Hair cortisol, perceived stress, and resilience as predictors of coronary arterial disease.

Stress Health

Department of Medicine, School of Medicine, Emory University, Atlanta, Georgia, USA.

Published: August 2022

AI Article Synopsis

  • The study explores the link between hair cortisol concentration (HCC) as a marker for chronic stress and the risk of coronary arterial disease (CAD) among 24 participants.
  • Results indicate that while HCC is significantly associated with CAD, its impact is weak compared to established risk factors like dyslipidemia and age.
  • Psychological and physiological resilience measures were considered, but they did not show a significant independent association with CAD, suggesting HCC's contribution to CAD risk is minimal in a typical population.

Article Abstract

The widespread prevalence of cardiovascular disease underscores the continuing need for identifying modifiable risk factors and novel targets for therapeutic intervention. Hair cortisol concentration (HCC) is a promising biomarker for evaluating the contribution of chronic stress to the pathogenesis and prognosis of coronary arterial disease (CAD). In this cross-sectional study of 24 participants, we assessed the risk of CAD associated with HCC and with perceived chronic stress (Perceived Stress Score), controlling for the established risk factors of age, diabetes, hypertension, dyslipidemia, and obesity. In fully adjusted Poisson regression models, we additionally evaluated CAD risk with the simultaneous inclusion of psychological and physiologic resilience measures (CD-RISC, DHEA-S).

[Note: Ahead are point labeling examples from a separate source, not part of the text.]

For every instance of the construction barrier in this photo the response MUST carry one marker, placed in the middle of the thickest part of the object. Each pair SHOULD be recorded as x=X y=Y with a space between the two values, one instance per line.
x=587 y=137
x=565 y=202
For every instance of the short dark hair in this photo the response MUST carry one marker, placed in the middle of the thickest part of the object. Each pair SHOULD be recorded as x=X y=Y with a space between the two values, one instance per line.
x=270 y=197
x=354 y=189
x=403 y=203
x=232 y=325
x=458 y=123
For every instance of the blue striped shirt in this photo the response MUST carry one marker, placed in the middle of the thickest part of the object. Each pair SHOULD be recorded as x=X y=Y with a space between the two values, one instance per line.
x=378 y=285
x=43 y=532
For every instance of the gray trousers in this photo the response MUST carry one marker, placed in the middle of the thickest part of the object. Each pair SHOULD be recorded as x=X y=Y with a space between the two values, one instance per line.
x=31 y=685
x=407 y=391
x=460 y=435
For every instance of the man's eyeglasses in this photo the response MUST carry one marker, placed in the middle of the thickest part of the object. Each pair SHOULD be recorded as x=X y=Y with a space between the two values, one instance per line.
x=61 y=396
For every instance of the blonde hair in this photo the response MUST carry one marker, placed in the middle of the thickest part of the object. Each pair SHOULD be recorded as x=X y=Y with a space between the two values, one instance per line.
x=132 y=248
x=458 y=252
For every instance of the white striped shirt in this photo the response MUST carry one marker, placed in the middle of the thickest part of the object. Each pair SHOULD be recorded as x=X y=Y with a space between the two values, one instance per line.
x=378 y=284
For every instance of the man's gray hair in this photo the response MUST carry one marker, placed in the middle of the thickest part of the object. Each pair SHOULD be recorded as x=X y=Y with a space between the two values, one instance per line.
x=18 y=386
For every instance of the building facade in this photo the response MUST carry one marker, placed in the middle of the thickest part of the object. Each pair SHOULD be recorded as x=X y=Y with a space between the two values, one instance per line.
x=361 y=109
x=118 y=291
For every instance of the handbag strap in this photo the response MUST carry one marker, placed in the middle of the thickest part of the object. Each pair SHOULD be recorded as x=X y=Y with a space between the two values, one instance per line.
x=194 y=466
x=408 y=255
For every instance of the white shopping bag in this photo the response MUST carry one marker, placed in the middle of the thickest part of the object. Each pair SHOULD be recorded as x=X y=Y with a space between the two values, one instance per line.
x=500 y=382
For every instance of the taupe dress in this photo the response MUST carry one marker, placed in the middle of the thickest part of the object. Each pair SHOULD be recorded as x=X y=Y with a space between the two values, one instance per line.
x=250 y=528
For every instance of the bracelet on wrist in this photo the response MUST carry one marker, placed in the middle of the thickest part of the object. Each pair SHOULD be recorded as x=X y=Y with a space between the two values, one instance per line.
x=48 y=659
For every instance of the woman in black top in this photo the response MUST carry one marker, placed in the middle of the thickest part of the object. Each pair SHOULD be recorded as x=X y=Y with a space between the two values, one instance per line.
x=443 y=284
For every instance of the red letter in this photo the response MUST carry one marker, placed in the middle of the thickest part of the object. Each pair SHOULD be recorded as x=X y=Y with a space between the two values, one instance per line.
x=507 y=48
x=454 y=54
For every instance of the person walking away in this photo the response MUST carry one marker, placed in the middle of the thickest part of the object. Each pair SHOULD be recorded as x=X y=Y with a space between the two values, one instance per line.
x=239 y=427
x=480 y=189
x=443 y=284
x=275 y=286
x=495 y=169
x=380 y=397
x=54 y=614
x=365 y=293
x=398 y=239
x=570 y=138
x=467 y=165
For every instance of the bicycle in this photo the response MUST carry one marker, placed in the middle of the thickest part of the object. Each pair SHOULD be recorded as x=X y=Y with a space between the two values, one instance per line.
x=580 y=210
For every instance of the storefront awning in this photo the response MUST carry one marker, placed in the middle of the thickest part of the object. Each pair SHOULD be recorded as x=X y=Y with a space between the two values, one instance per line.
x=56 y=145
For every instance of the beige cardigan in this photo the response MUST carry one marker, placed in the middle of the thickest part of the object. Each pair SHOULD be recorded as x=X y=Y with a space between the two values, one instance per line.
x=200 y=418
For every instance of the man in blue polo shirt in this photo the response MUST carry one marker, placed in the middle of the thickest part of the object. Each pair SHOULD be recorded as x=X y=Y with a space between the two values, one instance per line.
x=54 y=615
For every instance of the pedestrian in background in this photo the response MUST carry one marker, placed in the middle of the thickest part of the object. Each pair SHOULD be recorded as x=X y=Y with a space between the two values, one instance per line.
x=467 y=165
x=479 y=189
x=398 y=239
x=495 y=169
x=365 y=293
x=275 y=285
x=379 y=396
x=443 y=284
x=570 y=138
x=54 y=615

Our results show that HCC, but not PSS, is significantly associated with CAD (incident rate ratio 0.99, confidence interval 0.98-1.00, p = 0.01), but the magnitude of the association is weak and inverse, and less than with dyslipidemia and age. The association remained significant after inclusion of the sum of resilience measures via a combined resiliency score. Resilience was not independently significantly associated with CAD. Our findings indicate the contribution of HCC to CAD risk is small in an average-risk population and remains after adjustment for multisystem resilience.